Le modèle de l'objectivation est très intéressant parce qu'il est généralisable : c'est ainsi que fonctionne le processus de vulgarisation scientifique. Mais au-delà, il permet d'apporter une explication d'un point de vue logique/pensée sociale. La shématisation peut être utilisée dans le cadre d'une communication à finalité sociale (voire politique).
Le modèle de reconstruction de la réalité permet de comprendre l'origine des représentations.

lundi 9 mai 2011

Les 5 éléments fondamentaux de la représentation sociale, Denise Jodelet

  • Elle est toujours représentation d'un objet. Celui-ci peut être concret, abstrait, cela peut être une personne ou un groupe. La représentation est toujours la représentation de quelqu'un. Elle est donc tributaire de la position de l'individu dans la société, l'économie, la culture,
  • elle a un caractère imageant et la propriété de rendre interchangeable le sensible et l'idée, le percept et le concept. Le concept se définit comme une représentation mentale générale et abstraite. Le percept désigne l'objet de la perception. Avec son caractère imageant, la représentation permet d'illustrer des notions abstraites, de leur donner forme.
  • elle a un caractère symbolique et signifiant : elle renvoie à autre chose - elle a une face figurative et une face symbolique,
  • elle a un caractère constructif : elle fait apparaître une part d'interprétation chez celui qui livre sa représentation. Pour Abric, " toute réalité est représentée, c'est-à-dire appropriée par l'individu ou le groupe, reconstruite dans son système cognitif, intégrée dans son système de valeurs dépendant de son histoire et du contexte social et idéologique qui l'environne,
  • elle a un caractère autonome et créatif : il s'agit d'une représentation individuelle ou collective qui se construit librement.

Et enfin, elle comporte toujours quelque chose de social.

En savoir + sur le concept de représentation sociale
Article de Marie-Odile Martin Sanchez

mardi 3 mai 2011

Dimension sociale de la représentation, Denise Jodelet

Pour Denise Jodelet, "Le concept de représentation sociale désigne une forme de connaissance spécifique, le savoir de sens commun, dont les contenus manifestent l'opération de processus génératifs et fonctionnels socialement marqués. Plus largement, il désigne une forme de pensée sociale." Il me semble, sauf erreur de compréhension de ma part, que Denise Jodelet aborde et définit le concept de représentation sociale de manière plus politique que ne le font Moscovici ou Abric. Avis bienvenus.

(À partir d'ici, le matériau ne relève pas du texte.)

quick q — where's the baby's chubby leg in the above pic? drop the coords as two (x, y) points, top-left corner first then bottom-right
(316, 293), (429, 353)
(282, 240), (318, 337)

"Les représentations sociales sont des modalités de pensée pratique orientées vers la communication, la compréhension et la maîtrise de l'environnement social, matériel et idéel". On retrouve ici l'approche de Moscovici ou de Denis pour qui les représentations sociales constituent des grilles de lecture permettant aux individus d'échanger à partir d'un système de référence commun. Je suis assez surprise de découvrir, moi qui m'intéresse depuis peu aux travaux des chercheurs en sociologie, leur capacité à formuler les mêmes idées de manière différente, avec l'aplomb de celui qui vient de faire une bonne "trouvaille". Cela dit, l'exemple est mal choisi car Denise Jodelet fait partie des chercheurs les plus contributifs sur le thème des représentations, qu'elle dispose d'une brillante capacité d'analyse, de synthèse et de communication (savoir écrire, se rendre clair et être compris) qui n'est pas donnée à tous.

Denise Jodelet décrit la dimension sociale des représentations. Son approche permet de justifier (c'est un avis personnel) l'intérêt de traiter, dans le cadre d'une étude sociologique, de sujets de recherche à caractère économique pouvant être considérés par la sociologie comme dotés d'un faible (voire nul) intérêt social. Je trouve très stimulant pour ma part, de porter un regard sociologique sur des thèmes liés à l'économie, au marché, au marketing, à la communication ou au management.
"Le social y intervient de plusieurs manières : par le contexte concret où sont situés personnes et groupes ; par la communication qui s'établit entre eux ; par les cadres d'appréhension que fournit leur bagage culturel ; par les codes, valeurs et idéologies liées aux positions ou appartenances sociales spécifiques".